Fumaba opio con una larga pipa de madera brillante, sentado en una silla metálica de espaldar endeble, con la mirada fija en una mesa negra donde estaban las cervezas, y envuelto en una maraña urdida por una oscuridad asfixiante. El humo salía por su boca al mismo tiempo que llevaba a su labio inferior el reborde de la abertura de la botella de cerveza, para beber un sorbo que se mezclaba pesadamente con el sabor selvático y casi rocoso de un humo lechoso y viscoso. El narcótico se introducía paulatinamente en su torrente sanguíneo mientras su cerebro comenzaba a actuar de manera distinta, como en cámara lenta, y las cosas se le presentaban extrañas, y le era imposible emitir o comprender sonido alguno.
El sujeto frente a él inhalaba el humo de un porro de marihuana y lo exhalaba en forma de círculos perfectamente torneados, pero estos se deshacían rápidamente y tomaban formas diversas. Ambos se entretenían tratando inútilmente de controlar con la mente los movimientos indomables del humo, que solo daba vueltas hasta llegar al techo. La danza de sus partículas coloides solo era perceptible para los hombres cuando se interponían entre la luz y sus rostros. Por momentos dejaban de verlo porque se perdía en el espacio, a medida que iba elevándose, siempre con el deseo innato de llegar al cielo para mezclarse con las nubes.
En un punto cercano a la lámpara sobre ellos, los humos que ambos botaban por la boca se aglutinaban, formando uno solo. Las mesas se volvían blancas, tersas y suaves, y cuarenta dedos torpes y trémulos comenzaban a acariciarlas suavemente. Las mentes de los dos hombres que fumaban sin parar parecían adherirse al humo y elevarse con éste, perdiéndose en el espacio y moviéndose helicoidalmente, merodeando, buscando un resquicio por donde escapar del encierro. Una vez lo encontraba, sus partículas se iban agolpando rápidamente hacia afuera, como si el pequeño túnel en el rincón del café fuese un embudo, y la parte ancha fuese la entrada y la parte angosta la salida. Y a medida que iba saliendo seguía mezclándose con otros humos de la ciudad, con el humo de los carros, de las fábricas, de las fogatas, y de los cigarrillos cargados de nicotina, formando así una especie de cardumen en el que se acompañaban mutuamente para no nadar solos hasta las nubes.

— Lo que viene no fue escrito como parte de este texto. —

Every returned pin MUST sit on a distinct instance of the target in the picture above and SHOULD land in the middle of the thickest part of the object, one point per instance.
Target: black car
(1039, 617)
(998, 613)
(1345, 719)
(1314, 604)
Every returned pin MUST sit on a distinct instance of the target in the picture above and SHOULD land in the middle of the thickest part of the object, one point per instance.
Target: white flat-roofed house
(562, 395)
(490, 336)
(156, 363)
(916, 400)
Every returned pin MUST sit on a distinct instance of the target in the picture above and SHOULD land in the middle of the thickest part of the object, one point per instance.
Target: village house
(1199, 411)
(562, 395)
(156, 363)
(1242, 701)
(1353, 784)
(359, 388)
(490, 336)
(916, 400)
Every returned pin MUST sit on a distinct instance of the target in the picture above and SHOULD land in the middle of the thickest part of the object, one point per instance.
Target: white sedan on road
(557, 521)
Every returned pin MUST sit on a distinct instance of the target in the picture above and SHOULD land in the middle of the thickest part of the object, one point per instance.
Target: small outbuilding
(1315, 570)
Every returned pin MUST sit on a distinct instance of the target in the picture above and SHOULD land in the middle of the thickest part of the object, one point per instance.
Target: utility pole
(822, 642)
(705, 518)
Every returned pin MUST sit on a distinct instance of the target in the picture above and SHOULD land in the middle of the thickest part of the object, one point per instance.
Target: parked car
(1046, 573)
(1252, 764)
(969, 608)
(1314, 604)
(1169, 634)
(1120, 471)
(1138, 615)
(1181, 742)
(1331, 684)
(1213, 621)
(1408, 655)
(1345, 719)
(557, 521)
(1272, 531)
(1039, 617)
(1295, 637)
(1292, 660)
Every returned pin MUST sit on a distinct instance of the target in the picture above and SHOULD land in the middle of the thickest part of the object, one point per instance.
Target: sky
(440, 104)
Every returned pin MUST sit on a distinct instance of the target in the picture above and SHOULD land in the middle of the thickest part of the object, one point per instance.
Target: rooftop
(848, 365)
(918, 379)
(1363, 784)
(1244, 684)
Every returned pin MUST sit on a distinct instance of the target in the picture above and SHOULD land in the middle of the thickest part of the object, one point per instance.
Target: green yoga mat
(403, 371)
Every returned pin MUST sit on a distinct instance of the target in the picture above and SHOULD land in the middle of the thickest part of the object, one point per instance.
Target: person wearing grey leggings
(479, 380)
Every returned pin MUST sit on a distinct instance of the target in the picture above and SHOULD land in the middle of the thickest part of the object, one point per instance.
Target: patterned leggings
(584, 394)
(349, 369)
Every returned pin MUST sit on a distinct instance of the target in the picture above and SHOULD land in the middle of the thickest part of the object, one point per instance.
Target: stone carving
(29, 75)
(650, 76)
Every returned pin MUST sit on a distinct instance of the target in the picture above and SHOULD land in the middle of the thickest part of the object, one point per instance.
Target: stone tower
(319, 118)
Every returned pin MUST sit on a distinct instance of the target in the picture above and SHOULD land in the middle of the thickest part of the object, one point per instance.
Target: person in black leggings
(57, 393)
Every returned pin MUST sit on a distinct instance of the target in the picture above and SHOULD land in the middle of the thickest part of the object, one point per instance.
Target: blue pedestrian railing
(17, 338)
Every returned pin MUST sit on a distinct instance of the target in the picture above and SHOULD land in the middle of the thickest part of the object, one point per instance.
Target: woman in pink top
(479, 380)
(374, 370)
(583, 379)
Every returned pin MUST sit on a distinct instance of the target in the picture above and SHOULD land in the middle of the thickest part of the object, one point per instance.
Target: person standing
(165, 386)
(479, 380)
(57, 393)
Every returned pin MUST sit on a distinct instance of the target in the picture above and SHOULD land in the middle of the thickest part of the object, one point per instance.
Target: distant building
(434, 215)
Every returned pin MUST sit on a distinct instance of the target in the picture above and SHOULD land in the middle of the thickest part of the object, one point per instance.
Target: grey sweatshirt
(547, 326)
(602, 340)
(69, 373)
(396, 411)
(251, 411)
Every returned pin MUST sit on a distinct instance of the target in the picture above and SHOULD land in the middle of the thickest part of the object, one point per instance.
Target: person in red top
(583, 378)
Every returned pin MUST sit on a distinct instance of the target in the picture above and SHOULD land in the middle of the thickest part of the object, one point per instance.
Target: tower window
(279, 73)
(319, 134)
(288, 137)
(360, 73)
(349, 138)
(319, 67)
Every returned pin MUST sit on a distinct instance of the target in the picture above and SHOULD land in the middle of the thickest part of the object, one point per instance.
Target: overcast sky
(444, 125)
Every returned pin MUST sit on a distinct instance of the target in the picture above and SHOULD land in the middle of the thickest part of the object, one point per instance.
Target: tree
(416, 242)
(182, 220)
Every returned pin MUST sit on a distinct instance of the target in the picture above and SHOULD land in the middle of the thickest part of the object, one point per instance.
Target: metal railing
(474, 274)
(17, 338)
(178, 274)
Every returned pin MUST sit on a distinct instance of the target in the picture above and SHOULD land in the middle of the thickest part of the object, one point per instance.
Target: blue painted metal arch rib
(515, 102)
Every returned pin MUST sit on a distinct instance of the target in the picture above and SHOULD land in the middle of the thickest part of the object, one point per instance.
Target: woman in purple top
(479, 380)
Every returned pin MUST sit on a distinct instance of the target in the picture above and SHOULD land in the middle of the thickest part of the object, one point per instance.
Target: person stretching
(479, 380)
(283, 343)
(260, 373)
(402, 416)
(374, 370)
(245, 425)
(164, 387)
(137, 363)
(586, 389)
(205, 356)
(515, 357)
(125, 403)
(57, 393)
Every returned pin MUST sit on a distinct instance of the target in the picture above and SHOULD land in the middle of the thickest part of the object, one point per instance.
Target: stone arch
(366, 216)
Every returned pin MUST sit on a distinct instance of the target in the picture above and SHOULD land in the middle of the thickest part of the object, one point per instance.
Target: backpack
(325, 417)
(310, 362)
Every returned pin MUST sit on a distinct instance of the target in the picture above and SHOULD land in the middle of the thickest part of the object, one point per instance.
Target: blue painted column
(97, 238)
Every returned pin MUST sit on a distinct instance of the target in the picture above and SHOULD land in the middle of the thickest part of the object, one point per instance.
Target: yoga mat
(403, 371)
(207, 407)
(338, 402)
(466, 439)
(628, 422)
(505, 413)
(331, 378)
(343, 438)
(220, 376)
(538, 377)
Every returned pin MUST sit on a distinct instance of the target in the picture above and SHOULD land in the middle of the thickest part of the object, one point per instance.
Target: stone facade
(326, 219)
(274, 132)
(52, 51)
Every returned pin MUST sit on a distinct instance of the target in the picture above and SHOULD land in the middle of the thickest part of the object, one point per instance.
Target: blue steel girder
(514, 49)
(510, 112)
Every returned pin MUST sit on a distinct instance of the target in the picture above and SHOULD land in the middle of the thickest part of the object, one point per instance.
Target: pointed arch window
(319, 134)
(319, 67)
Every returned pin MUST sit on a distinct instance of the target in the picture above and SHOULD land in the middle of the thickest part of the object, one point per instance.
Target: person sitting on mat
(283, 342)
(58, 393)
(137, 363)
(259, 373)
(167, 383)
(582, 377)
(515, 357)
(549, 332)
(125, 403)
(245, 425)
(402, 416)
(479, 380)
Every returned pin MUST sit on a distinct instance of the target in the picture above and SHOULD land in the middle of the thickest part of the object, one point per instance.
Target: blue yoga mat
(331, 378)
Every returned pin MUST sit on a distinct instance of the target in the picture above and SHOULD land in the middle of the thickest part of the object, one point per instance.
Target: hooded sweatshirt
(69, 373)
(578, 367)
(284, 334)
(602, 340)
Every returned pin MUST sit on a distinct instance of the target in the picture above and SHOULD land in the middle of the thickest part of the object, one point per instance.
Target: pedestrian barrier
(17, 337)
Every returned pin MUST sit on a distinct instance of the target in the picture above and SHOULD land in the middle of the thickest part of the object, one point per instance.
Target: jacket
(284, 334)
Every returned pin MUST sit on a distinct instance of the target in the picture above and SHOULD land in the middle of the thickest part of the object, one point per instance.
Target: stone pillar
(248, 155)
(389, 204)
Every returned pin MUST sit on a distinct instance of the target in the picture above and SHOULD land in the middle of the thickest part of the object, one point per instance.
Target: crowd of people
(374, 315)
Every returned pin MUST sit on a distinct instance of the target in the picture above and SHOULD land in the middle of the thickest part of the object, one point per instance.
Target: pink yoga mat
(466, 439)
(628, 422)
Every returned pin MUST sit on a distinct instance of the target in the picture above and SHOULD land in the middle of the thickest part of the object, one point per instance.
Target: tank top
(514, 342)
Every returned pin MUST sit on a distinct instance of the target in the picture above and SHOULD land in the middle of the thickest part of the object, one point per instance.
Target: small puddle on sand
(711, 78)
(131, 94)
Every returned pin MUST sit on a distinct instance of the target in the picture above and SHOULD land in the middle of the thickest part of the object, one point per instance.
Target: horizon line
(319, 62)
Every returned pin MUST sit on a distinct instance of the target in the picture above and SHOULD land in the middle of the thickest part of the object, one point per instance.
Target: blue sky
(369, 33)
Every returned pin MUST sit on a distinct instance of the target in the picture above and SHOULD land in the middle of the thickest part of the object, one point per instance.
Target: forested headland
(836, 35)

El humo llegaba finalmente, después de un largo trayecto y de mezclarse con un sinfín de humos ajenos, a lo más alto de la troposfera. Allí los humos comenzaban a actuar como carceleros. Dejaban entrar los rayos solares pero cuando estos iban a salir de nuevo, luego de rebotar en la superficie terrestre, no los dejaban, como si los rayos fuesen reos y la tierra una cárcel.
Y mientras los dos sujetos que fumaban opio y marihuana en el rincón de aquel café oscuro sentían como sus cerebros despertaban gradualmente del estupor en el que estaban sumidos, los dos humos lívidos que ambos habían arrojado por sus bocas, intentaban, sin tregua, introducirse en el interior de los nubarrones tristes y grises que cubrían el cielo y que estaban a punto de precipitarse hacia al suelo. Lo intentaban con tanta avidez que conseguían su cometido y podían satisfacer, al fin, su deseo innato de llegar al cielo para mezclarse con las nubes.